# HELP !



## louis776 (8 Octobre 2010)

*re-Bonjour à tous !*

Je vais avoir un *Toshiba nb300* : un mini portable pas trop cher... (si j'avais assez de sous, j'aurais pris un Mac !)

Mais voilà mon problème : cet ordinateur ne possède *pas de lecteur CD/DVD*, faute de taille sûrement, et *je déteste windows*... J'ai donc envie d'*installer Ubuntu 10.10* (qui sort dans deux jours) dessus !

Auriez-vous une idée pour y parvenir ? (n'importe laquelle fera l'affaire)
Est-il possible d'arriver à démarrer sous linux ubuntu via un logiciel de virtualisation ?

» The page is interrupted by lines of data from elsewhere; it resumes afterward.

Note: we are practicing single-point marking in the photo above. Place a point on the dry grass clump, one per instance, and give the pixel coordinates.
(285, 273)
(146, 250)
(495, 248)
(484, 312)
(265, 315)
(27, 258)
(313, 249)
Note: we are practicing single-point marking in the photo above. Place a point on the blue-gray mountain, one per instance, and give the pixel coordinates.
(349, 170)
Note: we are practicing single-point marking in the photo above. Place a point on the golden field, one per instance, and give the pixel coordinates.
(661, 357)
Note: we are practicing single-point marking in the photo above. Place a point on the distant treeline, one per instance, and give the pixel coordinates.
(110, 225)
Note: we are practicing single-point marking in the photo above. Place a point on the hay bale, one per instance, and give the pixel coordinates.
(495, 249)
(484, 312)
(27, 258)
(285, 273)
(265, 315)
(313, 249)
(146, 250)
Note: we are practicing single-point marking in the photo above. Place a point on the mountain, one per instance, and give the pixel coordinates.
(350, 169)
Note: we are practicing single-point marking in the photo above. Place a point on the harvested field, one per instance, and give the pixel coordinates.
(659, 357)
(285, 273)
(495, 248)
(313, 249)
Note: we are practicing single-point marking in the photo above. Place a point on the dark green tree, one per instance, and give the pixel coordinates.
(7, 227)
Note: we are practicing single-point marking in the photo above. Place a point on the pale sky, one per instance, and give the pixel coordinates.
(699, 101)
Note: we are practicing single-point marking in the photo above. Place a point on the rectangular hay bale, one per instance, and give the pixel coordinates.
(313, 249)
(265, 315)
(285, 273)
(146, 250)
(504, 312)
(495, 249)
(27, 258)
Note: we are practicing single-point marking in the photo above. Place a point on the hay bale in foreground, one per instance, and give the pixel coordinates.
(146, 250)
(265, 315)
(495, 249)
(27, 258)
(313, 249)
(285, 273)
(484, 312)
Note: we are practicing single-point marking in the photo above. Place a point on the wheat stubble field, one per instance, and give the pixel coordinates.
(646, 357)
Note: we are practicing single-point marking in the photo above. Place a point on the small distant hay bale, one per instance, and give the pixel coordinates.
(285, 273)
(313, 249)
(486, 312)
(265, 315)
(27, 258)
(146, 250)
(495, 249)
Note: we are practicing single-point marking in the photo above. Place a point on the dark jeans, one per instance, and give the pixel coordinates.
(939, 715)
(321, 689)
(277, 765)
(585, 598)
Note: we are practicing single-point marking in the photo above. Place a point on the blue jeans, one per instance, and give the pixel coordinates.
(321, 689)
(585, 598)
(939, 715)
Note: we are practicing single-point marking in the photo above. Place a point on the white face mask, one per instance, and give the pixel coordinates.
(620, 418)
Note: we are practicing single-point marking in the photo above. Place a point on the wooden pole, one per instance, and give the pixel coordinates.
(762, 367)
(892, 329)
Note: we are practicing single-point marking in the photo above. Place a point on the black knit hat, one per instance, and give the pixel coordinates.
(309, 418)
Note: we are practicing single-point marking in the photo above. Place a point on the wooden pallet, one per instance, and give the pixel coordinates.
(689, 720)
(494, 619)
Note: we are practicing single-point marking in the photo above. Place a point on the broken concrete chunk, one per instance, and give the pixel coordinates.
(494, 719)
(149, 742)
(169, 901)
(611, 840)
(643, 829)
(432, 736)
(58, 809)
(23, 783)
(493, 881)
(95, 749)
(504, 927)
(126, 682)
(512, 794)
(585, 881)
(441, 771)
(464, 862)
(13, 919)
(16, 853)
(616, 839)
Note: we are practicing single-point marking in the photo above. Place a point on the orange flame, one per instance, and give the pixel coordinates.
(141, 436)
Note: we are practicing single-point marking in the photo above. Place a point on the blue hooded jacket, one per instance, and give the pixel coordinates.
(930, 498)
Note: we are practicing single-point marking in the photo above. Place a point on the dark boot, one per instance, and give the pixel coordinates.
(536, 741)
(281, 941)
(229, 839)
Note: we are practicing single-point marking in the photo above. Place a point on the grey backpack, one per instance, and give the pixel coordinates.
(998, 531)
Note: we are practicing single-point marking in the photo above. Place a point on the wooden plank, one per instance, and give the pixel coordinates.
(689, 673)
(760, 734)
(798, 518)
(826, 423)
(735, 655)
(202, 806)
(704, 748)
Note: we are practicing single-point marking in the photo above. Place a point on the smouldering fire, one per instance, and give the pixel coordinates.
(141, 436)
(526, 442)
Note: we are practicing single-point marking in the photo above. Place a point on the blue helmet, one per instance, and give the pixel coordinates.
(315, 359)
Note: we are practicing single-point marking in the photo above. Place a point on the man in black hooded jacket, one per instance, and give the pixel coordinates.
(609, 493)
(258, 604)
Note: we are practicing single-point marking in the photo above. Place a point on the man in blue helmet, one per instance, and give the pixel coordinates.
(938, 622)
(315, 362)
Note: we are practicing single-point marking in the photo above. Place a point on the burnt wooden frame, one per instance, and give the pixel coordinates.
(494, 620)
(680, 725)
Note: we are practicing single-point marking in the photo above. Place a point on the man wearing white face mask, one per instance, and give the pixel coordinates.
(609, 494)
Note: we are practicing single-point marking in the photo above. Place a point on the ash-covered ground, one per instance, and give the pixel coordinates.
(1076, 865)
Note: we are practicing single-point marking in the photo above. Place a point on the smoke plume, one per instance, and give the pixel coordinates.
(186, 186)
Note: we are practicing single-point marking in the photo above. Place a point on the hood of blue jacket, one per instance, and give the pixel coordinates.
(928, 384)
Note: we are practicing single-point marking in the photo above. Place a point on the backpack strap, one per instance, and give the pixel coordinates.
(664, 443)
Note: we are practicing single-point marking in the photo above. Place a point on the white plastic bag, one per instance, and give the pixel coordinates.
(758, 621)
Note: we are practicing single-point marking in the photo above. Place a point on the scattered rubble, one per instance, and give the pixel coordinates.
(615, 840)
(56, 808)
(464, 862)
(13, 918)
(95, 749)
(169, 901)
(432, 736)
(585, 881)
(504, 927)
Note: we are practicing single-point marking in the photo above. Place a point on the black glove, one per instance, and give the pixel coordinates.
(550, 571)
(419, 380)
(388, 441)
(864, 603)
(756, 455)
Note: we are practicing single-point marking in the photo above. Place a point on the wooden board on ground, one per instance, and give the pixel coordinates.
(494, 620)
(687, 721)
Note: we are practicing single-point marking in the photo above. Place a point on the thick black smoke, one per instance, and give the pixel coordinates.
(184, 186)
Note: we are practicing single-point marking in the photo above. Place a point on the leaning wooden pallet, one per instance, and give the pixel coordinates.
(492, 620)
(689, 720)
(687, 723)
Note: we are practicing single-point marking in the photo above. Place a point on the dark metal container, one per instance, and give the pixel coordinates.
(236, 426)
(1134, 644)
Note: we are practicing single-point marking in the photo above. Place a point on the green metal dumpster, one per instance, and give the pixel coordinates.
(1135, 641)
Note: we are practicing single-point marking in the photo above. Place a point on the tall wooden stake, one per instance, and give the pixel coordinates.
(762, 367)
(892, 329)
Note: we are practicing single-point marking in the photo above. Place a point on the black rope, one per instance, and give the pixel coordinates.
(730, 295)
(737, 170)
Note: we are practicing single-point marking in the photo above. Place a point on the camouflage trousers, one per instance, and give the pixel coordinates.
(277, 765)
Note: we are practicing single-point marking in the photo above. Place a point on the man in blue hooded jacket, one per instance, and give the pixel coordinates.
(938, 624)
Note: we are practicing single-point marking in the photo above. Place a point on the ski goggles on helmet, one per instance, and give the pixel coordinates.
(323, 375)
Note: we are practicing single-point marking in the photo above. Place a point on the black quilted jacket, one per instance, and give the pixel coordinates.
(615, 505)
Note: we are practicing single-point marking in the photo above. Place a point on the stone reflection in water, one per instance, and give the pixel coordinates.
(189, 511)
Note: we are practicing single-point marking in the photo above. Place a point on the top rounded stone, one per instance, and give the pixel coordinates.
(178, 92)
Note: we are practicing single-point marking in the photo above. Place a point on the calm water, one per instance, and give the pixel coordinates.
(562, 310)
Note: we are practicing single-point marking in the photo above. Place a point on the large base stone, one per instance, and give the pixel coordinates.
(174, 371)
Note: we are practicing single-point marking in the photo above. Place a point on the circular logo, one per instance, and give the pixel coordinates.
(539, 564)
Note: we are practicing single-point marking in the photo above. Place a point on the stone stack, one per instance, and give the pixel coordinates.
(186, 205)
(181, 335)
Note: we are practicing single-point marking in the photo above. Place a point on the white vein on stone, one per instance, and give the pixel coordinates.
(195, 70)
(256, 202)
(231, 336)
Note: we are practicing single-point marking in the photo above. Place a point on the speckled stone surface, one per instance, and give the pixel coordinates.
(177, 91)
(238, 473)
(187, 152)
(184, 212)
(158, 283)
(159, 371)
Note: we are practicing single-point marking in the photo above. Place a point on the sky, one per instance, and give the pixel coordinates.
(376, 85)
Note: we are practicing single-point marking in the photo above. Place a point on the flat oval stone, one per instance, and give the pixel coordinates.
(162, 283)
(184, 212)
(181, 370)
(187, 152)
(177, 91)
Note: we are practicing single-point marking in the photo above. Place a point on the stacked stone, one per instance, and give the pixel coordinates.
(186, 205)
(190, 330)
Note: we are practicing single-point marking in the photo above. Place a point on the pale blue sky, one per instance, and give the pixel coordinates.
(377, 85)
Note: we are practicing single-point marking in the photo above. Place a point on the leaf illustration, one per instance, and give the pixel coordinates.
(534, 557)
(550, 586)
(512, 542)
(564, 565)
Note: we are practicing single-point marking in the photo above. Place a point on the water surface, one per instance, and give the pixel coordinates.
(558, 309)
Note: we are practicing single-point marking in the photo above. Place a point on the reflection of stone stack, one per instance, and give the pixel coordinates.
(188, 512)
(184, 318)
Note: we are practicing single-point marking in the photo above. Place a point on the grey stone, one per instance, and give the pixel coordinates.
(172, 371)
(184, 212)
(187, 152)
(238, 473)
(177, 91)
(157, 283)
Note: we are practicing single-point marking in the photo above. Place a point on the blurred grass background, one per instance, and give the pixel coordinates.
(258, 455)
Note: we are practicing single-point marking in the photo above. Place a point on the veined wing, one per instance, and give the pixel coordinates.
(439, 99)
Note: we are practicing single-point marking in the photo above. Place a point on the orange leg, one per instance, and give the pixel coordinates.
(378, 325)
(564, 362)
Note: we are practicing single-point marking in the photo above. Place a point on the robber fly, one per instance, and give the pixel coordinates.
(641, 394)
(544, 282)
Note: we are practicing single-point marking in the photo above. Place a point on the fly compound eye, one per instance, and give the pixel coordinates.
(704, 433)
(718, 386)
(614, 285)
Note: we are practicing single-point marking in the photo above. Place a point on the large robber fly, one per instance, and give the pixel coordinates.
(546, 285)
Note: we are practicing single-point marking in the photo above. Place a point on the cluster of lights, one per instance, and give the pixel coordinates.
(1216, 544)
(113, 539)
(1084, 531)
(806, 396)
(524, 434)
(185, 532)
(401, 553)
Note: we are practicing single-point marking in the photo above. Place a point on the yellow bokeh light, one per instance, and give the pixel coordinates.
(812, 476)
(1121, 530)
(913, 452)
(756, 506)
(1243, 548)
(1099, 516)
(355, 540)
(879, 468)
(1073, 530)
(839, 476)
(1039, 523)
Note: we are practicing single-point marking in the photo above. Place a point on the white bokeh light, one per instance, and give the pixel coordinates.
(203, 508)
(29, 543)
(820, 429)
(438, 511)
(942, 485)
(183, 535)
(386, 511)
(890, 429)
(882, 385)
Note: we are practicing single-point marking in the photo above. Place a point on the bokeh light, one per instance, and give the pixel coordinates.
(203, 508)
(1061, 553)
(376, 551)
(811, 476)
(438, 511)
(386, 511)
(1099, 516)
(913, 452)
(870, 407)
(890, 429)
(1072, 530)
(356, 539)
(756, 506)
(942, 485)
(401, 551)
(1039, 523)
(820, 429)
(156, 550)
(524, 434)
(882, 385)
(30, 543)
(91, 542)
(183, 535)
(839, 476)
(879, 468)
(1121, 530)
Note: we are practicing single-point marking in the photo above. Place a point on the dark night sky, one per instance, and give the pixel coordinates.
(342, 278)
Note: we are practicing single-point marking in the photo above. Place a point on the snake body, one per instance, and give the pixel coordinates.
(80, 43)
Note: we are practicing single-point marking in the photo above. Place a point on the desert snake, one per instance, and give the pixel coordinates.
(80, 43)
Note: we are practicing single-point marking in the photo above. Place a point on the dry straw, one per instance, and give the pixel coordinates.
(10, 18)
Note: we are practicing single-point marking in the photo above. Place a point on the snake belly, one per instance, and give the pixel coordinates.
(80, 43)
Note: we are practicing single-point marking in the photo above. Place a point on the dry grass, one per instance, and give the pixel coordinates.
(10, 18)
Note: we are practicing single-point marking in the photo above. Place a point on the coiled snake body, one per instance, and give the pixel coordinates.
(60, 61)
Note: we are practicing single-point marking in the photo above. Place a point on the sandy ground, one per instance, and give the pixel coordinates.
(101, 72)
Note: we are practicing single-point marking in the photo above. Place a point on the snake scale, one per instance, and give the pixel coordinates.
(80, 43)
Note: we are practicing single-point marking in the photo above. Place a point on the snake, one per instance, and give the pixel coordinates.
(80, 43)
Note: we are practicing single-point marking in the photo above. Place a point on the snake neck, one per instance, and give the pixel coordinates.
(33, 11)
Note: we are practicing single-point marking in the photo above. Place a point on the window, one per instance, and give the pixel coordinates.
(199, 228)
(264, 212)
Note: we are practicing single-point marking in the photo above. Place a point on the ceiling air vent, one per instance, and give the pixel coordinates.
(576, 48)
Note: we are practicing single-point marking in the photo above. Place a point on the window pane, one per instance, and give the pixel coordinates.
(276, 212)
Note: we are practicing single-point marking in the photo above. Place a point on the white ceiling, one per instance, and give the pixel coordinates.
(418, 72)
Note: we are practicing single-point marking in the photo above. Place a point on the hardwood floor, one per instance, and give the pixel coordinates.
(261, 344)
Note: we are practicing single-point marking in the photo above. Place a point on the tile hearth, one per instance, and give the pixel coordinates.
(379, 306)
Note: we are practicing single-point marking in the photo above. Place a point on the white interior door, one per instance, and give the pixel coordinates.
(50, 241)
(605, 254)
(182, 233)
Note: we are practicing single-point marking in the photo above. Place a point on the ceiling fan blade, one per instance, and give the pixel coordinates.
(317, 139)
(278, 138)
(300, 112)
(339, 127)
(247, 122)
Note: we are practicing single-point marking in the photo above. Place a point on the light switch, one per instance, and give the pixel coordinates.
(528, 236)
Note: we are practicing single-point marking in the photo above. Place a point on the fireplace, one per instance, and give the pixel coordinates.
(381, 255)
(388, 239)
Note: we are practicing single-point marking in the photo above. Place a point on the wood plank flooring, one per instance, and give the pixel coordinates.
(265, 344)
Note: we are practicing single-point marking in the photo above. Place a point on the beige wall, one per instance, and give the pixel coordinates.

Je vous remercie d'avance !​


----------



## edd72 (8 Octobre 2010)

Bien sûr que tu peux virtualiser un Linux (via VMware PC par exemple).

Quant à installer Ubuntu sans lecteur, je pense que tu peux te faire une clé USB de boot sans problème.

Un forum plus adapté pour ton cas -> http://forum.ubuntu-fr.org/


----------



## Dark Phantom (8 Octobre 2010)

Tranquille facile d' y installer ubuntu via clé USB et de se faire une copie du bureau Mac os, même

---------- Nouveau message ajouté à 19h26 ---------- Le message précédent a été envoyé à 19h03 ----------

Même si je te conseille Linux mint because les bureaux sont parametrables d' une façon plus sympa.


----------



## louis776 (8 Octobre 2010)

OUF !

J'ai eu un peu peur de devoir garder windows ...

Merci infiniment pour vos réponses ! 

---------- Nouveau message ajouté à 19h44 ---------- Le message précédent a été envoyé à 19h40 ----------

Si quelqu'un connaît une autre solution... n'hésitez pas : j'essaye d'en avoir un maximum et je prendrais la plus simple de toutes


----------